TechInsights also took an X-ray and the shadow of the thermal interface (silicon is almost transparent for X-rays) gives us an approximate crystal size of ~ 10.4 x 13.0 m (~ 135 mm 2 ). Under the cover, apparently, there are passive ceramic components, and, most likely, four silicon capacitors on the substrate. Although X-ray confirms the presence of three cases on a common substrate, it is rather strange that BGA does not have solder balls.

DRAM cases clearly demonstrate a solder pattern merging with the substrate; but there is no such thing under the Apple chip. I can think of a couple of reasons for this: the A12X case has the same ball grid as the substrate (unlikely); This is really a BGA with a cover, a flip-chip connected to the technology with a substrate under the cropped metal cover, and next to it is installed a FBGA memory.

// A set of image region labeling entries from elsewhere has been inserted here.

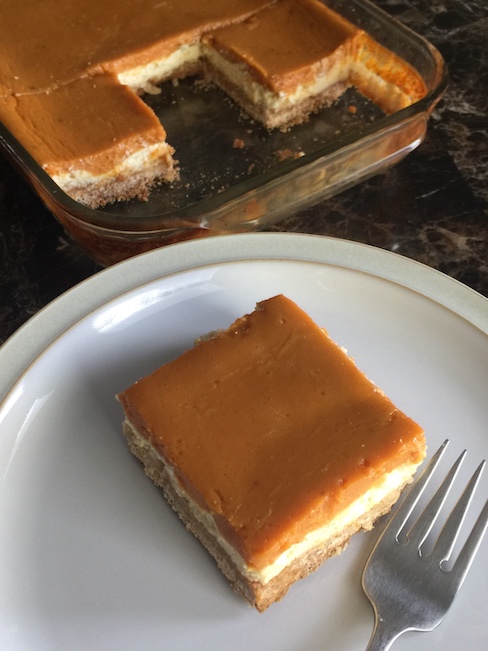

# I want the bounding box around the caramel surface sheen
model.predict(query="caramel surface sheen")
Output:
[119,296,423,568]
[208,0,361,90]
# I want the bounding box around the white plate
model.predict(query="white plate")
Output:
[0,234,488,651]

Judging by the photo above, taken in perspective, the last option will be correct. In the foreground, Micron DRAM is visible, and the A12X case cover is located directly on the substrate, as in a standard BGA case with a cover.

In mobile phones, DRAM and the processor are located in the package-on-package (PoP) configuration from the very first iPhone - this saves space and reduces delays in communication between the processor and memory. Heat is radiated relatively little, so heat transfer with a vertical arrangement of buildings does not pose a problem. In tablets, they emit more heat, and space is not so critical, so processors usually have a case with a lid, and DRAM is located nearby on the motherboard. The following photo of the A10X system shows what I mean.

However, in this situation, the memory access delays should be longer, and in this context, we expect that the memory will be on the same substrate using the flip-chip system. Although I personally expected to first see a location in the phone where it would help reduce the height of the case.

This would have been a 2.5D-type case, but for Apple, silicon interposer technology or Intel's EMIB would most likely be too expensive. Organic interpozers are cheaper, but technology is still too young for commercial use.

And here is a compromise - they took a BGA with a lid, cut off half of the lid, and placed the memory cases on the same substrate from BGA. Advantages - good heat dissipation and close proximity of the memory to the processor, and also, probably, the cheapest option. A memory flip chip on a substrate for a model with 4 GB would most likely require two crystals of 16 GB each, which, if they were, would have cost more.

To find out what is really going on, you will have to wait until one of the analytics companies shows us a slice. So we were right - and got another innovative microprocessor case from Apple!